Legal Eagle just released a video about "the real Epstein files". The main point they covered in the video is victim impact. The victims could be threatened and harassed because of the info.

Another point not covered is that criminal case info is typically not disclosed. Releasing a list of accused perpetrators (i.e. pedophiles/child rapists) encourages vigilante justice. It also interferes with any ongoing investigations, which should (at least in theory) still be ongoing.

I don't want Trump to release the case info. I want his DOJ to announce charges against people like Les Wexner, based on that info. And I want it to not just be his political enemies and bullshit lies.

[–] Nanook@lemmy.zip 100 points 1 week ago* (last edited 1 week ago) (2 children)

Virginia Giuffre would argue otherwise. BTW, she just died.

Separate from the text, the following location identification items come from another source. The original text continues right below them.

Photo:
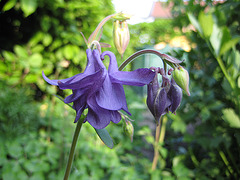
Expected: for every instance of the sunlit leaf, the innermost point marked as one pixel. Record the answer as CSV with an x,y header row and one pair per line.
x,y
194,22
28,6
215,39
105,137
231,117
206,23
9,5
35,60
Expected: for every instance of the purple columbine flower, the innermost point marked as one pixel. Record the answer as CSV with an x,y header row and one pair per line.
x,y
100,90
161,100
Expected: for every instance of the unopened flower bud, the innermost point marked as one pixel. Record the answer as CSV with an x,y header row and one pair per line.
x,y
181,77
121,35
175,96
157,100
128,129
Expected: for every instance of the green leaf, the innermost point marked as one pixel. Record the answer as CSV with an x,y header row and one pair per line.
x,y
14,149
35,60
9,5
231,117
228,45
105,137
195,23
215,39
28,6
9,56
20,51
206,23
47,40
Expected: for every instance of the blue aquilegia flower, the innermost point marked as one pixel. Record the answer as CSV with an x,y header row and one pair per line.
x,y
100,90
161,100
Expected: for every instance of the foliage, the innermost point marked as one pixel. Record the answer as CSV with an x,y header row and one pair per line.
x,y
208,123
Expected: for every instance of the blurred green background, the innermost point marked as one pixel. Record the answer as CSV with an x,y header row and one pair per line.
x,y
201,140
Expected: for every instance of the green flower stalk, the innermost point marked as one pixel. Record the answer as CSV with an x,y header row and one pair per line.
x,y
181,77
121,36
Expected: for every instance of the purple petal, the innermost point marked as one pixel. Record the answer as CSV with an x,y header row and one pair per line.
x,y
115,117
138,77
75,95
152,90
175,96
160,104
98,117
97,60
111,96
79,106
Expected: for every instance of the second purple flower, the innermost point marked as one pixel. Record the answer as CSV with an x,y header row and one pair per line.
x,y
100,90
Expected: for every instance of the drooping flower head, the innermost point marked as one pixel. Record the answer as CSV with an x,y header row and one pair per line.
x,y
164,98
100,90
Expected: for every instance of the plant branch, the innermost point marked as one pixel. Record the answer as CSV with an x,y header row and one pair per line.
x,y
156,145
74,142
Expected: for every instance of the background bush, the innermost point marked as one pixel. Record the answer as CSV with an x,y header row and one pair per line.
x,y
202,140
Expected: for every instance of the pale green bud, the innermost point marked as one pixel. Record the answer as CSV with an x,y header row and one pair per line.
x,y
181,77
121,35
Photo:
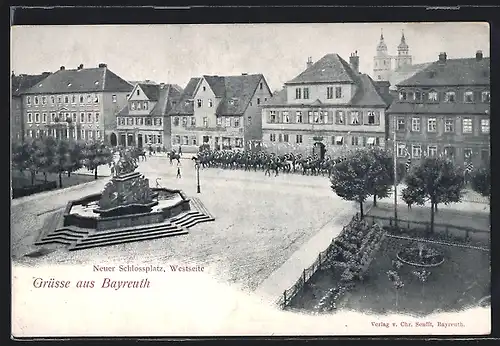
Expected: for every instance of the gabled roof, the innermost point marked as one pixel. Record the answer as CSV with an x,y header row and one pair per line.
x,y
167,94
452,72
84,80
23,82
329,69
235,93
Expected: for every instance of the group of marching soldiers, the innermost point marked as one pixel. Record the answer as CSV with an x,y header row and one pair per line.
x,y
267,162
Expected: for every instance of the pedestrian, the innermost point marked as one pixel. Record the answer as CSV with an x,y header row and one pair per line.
x,y
179,169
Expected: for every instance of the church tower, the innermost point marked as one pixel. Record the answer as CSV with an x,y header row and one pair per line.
x,y
382,62
403,58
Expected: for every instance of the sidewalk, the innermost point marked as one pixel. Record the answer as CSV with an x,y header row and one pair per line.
x,y
287,275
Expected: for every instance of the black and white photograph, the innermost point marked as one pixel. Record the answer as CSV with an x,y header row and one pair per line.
x,y
250,179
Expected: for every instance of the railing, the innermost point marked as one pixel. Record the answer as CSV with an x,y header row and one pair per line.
x,y
421,227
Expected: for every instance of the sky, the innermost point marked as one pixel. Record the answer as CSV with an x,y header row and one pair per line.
x,y
175,53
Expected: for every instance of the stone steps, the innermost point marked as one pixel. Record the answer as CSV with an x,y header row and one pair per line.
x,y
127,236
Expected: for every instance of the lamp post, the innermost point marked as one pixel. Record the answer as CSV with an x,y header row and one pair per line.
x,y
197,167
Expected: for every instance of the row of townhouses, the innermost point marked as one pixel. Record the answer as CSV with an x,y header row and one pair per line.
x,y
435,108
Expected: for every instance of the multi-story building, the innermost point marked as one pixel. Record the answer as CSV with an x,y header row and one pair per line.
x,y
144,121
445,110
327,108
20,83
80,103
220,111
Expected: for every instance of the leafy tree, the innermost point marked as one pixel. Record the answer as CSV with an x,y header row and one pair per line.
x,y
481,182
96,154
351,178
435,180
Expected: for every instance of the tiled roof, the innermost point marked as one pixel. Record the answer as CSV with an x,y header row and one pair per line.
x,y
452,72
439,108
366,95
185,104
84,80
405,72
23,82
166,95
329,69
235,92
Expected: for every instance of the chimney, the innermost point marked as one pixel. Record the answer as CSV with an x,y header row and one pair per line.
x,y
309,62
354,61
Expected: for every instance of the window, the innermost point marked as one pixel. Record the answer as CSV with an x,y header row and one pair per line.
x,y
338,140
298,116
485,125
272,117
339,118
432,151
373,118
467,125
431,125
354,118
401,150
286,117
416,150
298,93
468,97
401,124
329,92
415,124
449,96
485,96
432,96
338,92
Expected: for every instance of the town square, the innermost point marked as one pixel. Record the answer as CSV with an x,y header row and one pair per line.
x,y
356,179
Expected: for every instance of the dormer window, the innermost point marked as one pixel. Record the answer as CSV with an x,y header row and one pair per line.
x,y
449,96
485,96
469,97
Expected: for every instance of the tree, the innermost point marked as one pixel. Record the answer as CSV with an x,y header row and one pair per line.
x,y
481,182
96,154
351,178
436,180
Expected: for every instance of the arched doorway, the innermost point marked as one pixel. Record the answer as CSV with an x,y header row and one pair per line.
x,y
319,149
113,139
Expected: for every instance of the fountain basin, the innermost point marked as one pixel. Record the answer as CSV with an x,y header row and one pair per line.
x,y
84,212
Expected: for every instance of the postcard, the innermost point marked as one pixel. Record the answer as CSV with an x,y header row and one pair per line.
x,y
259,179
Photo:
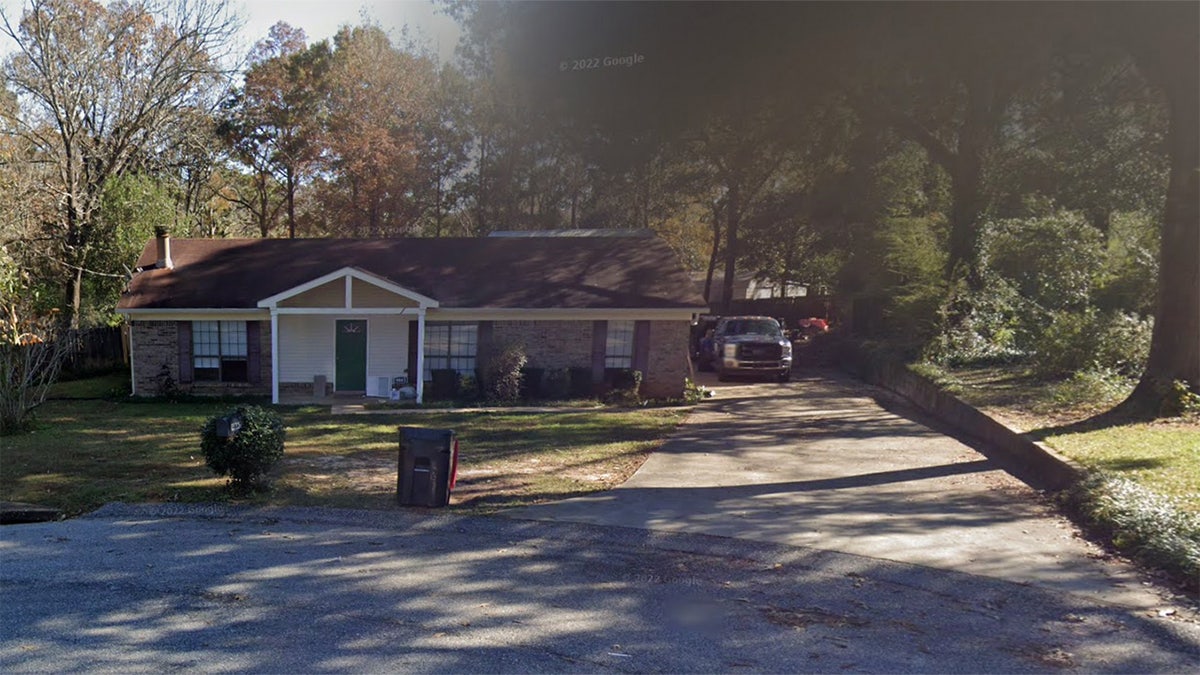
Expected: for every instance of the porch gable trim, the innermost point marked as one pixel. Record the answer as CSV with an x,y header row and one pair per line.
x,y
348,274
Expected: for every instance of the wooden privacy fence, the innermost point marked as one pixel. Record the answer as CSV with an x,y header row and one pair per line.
x,y
96,348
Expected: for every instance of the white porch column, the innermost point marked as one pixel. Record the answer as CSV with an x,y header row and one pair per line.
x,y
420,356
275,356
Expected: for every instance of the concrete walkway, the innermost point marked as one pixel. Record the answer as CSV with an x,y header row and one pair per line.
x,y
821,464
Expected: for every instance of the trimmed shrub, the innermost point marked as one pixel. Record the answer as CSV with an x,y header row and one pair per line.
x,y
250,454
1146,525
503,374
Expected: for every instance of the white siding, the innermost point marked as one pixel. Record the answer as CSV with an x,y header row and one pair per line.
x,y
387,346
306,347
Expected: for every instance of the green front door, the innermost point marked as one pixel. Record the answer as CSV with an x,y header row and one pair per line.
x,y
352,356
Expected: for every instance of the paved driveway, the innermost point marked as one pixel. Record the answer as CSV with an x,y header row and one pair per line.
x,y
821,463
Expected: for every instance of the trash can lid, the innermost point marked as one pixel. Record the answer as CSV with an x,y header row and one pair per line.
x,y
421,434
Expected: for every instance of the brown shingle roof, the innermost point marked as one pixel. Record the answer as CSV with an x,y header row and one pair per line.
x,y
523,273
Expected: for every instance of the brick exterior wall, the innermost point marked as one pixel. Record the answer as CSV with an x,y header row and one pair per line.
x,y
549,344
667,365
156,345
568,344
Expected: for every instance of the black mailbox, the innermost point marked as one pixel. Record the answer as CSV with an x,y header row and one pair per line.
x,y
228,425
429,461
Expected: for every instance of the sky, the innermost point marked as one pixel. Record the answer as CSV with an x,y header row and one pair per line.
x,y
321,19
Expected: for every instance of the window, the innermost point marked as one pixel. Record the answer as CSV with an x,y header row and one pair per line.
x,y
618,350
219,351
450,346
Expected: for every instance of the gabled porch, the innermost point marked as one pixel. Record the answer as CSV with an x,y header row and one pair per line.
x,y
349,333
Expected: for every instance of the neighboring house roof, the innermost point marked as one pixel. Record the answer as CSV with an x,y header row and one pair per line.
x,y
485,273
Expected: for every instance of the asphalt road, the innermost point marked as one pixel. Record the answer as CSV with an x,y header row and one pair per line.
x,y
798,527
173,587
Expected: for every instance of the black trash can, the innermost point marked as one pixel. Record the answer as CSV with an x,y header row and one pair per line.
x,y
429,461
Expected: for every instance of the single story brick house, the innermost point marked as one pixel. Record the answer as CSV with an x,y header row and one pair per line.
x,y
313,316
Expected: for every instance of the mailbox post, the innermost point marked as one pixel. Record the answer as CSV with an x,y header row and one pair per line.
x,y
427,466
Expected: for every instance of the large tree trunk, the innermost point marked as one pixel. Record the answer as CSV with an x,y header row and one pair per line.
x,y
732,215
1175,346
714,255
292,204
966,183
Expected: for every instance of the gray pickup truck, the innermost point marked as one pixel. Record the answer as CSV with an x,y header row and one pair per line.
x,y
751,345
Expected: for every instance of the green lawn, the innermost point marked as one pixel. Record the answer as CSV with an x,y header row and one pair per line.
x,y
84,453
1162,455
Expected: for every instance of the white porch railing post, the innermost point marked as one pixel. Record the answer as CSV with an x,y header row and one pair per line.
x,y
275,356
420,356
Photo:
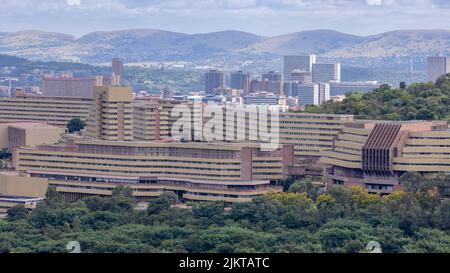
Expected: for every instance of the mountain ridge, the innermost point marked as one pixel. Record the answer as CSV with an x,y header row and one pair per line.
x,y
144,44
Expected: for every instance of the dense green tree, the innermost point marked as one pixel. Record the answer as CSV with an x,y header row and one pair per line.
x,y
161,203
18,212
339,220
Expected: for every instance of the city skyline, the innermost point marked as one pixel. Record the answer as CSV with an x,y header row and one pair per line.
x,y
264,18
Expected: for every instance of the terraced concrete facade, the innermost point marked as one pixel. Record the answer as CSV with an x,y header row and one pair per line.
x,y
375,154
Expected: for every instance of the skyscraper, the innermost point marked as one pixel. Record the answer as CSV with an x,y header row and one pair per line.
x,y
241,81
313,94
302,77
326,72
214,79
302,63
436,67
117,69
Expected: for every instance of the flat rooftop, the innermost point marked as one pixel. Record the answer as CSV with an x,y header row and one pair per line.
x,y
29,125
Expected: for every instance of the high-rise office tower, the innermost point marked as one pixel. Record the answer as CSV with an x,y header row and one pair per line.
x,y
117,70
241,81
272,82
313,94
214,79
301,62
111,116
302,77
326,73
436,67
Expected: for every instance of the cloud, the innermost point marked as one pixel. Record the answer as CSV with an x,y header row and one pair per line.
x,y
265,17
73,2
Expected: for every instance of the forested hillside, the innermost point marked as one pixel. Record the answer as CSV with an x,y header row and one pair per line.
x,y
300,220
419,101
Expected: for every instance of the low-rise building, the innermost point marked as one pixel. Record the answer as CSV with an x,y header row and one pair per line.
x,y
374,154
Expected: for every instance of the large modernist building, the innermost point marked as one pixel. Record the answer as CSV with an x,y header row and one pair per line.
x,y
69,87
196,171
111,115
436,67
57,111
374,154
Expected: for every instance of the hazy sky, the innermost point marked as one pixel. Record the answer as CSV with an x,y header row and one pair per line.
x,y
264,17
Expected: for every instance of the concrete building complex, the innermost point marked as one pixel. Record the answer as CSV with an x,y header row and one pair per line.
x,y
18,190
341,88
14,135
111,115
374,154
57,111
196,171
69,87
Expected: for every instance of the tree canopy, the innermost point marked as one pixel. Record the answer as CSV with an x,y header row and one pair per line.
x,y
419,101
300,220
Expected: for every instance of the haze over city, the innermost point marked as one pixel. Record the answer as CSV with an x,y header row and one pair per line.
x,y
262,17
221,127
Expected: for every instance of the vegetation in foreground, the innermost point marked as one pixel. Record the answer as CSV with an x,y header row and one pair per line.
x,y
299,220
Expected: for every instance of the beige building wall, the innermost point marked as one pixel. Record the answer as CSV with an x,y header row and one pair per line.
x,y
4,139
12,184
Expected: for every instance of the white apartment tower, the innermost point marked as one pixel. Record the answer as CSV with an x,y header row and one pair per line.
x,y
297,62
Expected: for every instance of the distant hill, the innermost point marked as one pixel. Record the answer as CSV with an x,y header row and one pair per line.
x,y
315,41
135,45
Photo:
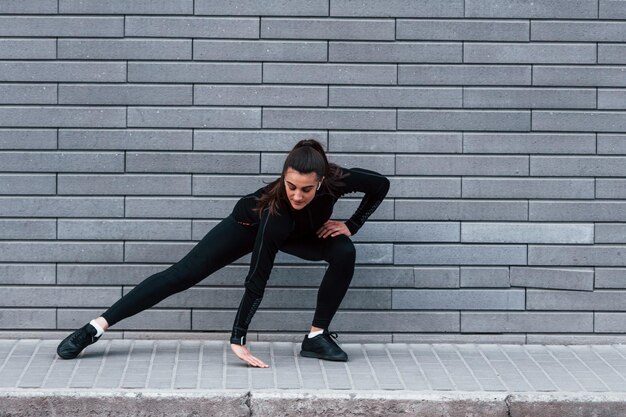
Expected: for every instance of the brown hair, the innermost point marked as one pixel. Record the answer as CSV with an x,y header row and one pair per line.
x,y
306,156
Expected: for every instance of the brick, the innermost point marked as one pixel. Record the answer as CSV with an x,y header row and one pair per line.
x,y
28,93
600,255
598,300
24,274
54,161
27,229
395,52
329,73
436,277
27,318
461,165
178,207
394,97
137,49
278,298
292,320
329,119
610,188
383,164
534,98
428,74
610,322
611,99
610,278
602,211
485,277
124,229
152,319
340,29
577,166
610,233
529,143
195,117
61,206
527,188
611,144
194,72
259,140
408,232
125,7
187,162
27,184
59,252
266,95
268,7
27,49
529,53
526,233
60,26
611,53
236,50
463,30
515,322
579,121
395,142
535,9
28,138
425,187
579,76
458,299
126,184
126,94
105,274
464,120
47,116
397,8
192,27
449,209
444,254
567,31
58,296
228,185
62,71
126,139
553,278
611,9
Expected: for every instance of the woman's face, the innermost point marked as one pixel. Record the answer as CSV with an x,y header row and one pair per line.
x,y
300,188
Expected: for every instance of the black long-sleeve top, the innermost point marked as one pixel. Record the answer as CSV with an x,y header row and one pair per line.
x,y
273,230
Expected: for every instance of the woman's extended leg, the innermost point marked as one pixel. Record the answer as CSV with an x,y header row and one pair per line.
x,y
222,245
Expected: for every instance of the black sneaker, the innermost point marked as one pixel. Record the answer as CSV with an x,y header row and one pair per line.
x,y
71,346
323,346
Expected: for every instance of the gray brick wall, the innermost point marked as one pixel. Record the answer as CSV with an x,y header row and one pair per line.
x,y
129,128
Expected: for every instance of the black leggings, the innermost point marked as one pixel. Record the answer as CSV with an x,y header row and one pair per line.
x,y
224,244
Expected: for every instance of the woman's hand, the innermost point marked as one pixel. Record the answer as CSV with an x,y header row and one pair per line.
x,y
333,228
244,354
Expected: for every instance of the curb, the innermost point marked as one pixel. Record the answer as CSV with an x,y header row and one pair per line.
x,y
26,403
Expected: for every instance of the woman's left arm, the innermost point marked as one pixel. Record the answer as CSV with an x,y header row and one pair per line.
x,y
375,187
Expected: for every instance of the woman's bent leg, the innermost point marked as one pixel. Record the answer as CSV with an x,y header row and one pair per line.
x,y
222,245
340,254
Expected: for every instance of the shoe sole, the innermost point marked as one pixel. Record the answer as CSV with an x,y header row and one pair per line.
x,y
308,354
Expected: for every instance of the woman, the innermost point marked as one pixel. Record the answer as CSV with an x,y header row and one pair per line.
x,y
290,214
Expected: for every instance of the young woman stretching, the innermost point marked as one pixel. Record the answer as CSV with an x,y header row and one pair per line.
x,y
290,214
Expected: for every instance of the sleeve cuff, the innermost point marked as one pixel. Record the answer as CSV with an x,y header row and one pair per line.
x,y
352,227
238,340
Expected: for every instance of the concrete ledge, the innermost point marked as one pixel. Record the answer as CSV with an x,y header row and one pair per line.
x,y
26,403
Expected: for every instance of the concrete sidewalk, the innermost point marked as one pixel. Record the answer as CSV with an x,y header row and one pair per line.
x,y
387,379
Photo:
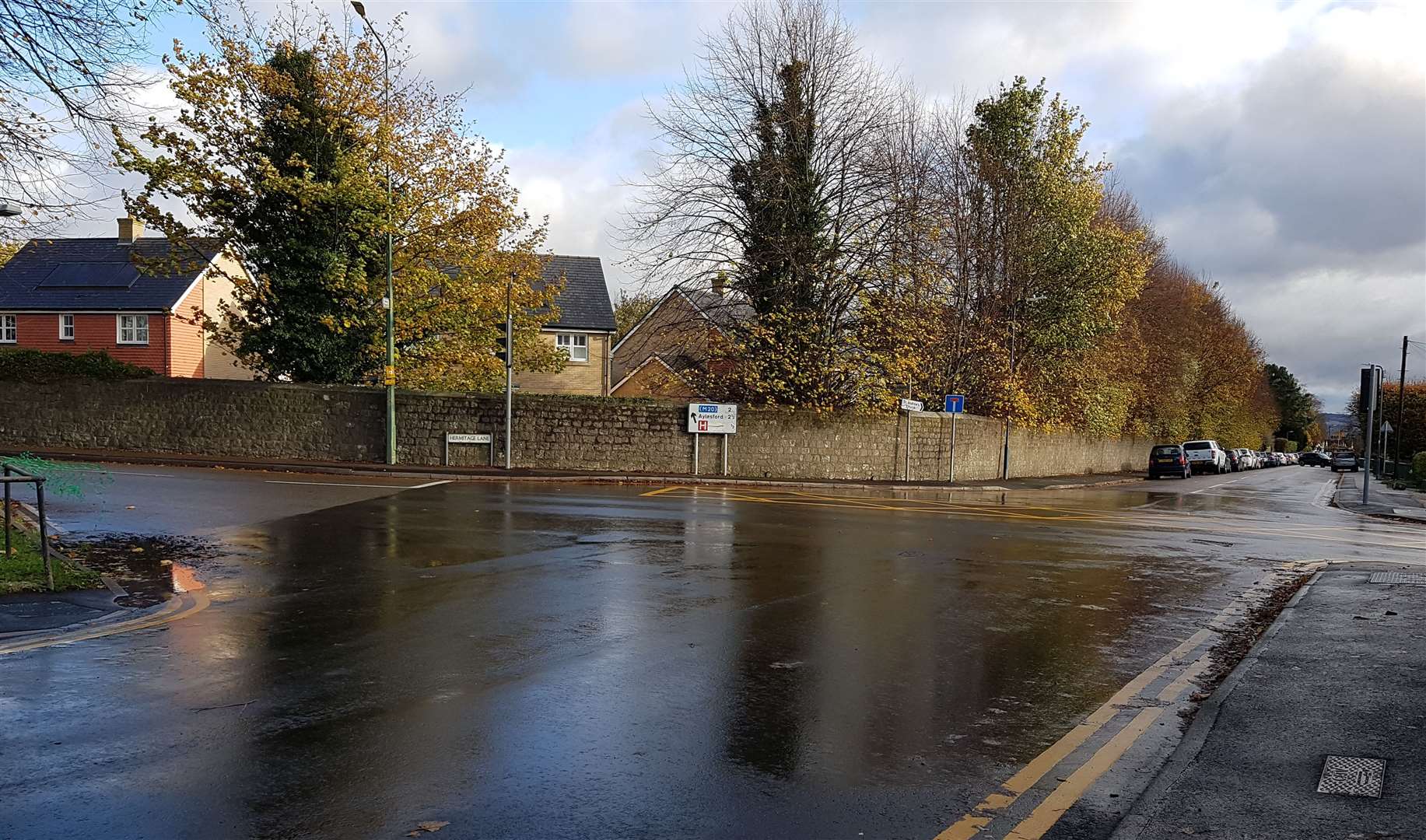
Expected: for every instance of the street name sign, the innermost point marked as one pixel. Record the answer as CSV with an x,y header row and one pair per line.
x,y
713,418
467,438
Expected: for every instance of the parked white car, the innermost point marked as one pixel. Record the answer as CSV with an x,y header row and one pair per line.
x,y
1207,457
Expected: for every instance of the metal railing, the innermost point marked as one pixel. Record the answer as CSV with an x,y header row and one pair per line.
x,y
16,475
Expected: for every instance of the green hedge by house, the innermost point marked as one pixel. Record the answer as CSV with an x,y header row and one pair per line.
x,y
36,366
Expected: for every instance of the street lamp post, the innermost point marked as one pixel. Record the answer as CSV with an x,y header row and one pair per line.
x,y
390,301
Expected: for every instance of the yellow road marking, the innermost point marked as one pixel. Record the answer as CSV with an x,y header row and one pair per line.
x,y
179,608
1047,514
1049,812
1032,773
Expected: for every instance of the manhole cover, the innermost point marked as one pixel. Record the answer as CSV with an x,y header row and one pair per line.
x,y
1352,776
1398,578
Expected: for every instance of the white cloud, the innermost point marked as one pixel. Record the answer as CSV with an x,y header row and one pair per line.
x,y
582,187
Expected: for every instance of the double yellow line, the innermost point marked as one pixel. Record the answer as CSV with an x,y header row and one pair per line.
x,y
176,608
1059,800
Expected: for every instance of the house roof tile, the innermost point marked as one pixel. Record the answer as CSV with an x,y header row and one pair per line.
x,y
583,303
96,274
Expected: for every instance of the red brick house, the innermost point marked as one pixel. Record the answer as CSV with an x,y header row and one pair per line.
x,y
86,294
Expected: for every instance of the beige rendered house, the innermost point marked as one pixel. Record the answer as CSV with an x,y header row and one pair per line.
x,y
585,330
667,351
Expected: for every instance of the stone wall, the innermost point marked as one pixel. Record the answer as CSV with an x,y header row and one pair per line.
x,y
275,421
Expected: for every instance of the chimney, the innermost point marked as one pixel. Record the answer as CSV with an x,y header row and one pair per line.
x,y
130,229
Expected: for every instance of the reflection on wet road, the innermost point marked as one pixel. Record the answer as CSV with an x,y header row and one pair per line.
x,y
609,660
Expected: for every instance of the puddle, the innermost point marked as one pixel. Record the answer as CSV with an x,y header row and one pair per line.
x,y
150,568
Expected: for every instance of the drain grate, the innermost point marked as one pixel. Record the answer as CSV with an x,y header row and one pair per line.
x,y
1398,578
1352,776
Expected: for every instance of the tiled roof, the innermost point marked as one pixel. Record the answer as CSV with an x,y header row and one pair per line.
x,y
583,304
726,310
94,274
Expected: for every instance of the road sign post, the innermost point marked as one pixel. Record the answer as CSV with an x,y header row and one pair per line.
x,y
955,407
1386,432
909,405
712,418
469,439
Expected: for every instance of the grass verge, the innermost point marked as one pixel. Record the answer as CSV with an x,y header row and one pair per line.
x,y
23,571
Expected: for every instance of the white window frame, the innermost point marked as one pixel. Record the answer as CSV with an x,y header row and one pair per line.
x,y
573,341
136,328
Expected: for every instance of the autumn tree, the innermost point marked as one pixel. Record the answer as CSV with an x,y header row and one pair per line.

By “suicide”. After being struck with a bus at 110km/h, which would’ve killed most. (Fun fact, police didn’t want to send help to the accident scene).

https://www.independent.co.uk/news/world/americas/virginia-giuffre-father-death-cause-b2743303.html

[–] meco03211@lemmy.world 32 points 1 week ago

Fucking hell. I didn't even know that.

[–] AmidFuror@fedia.io 22 points 1 week ago (2 children)

Dig into the bus crash more. It was minor, but Giuffre then checked herself into the hospital and made pretty bizarre claims about her health. Then she went home and killed herself shortly after.

There was nothing nefarious about the crash, and it revealed she was having mental health issues.

[–] disguy_ovahea@lemmy.world 33 points 1 week ago* (last edited 1 week ago)

That’s correct. Her husband also had a restraining order against her, for him and their children, due to her psychosis. After being released from the hospital, she showed up at his door, begging to see the children. He declined due to her excited state, and recommended she go home and rest. She killed herself that night.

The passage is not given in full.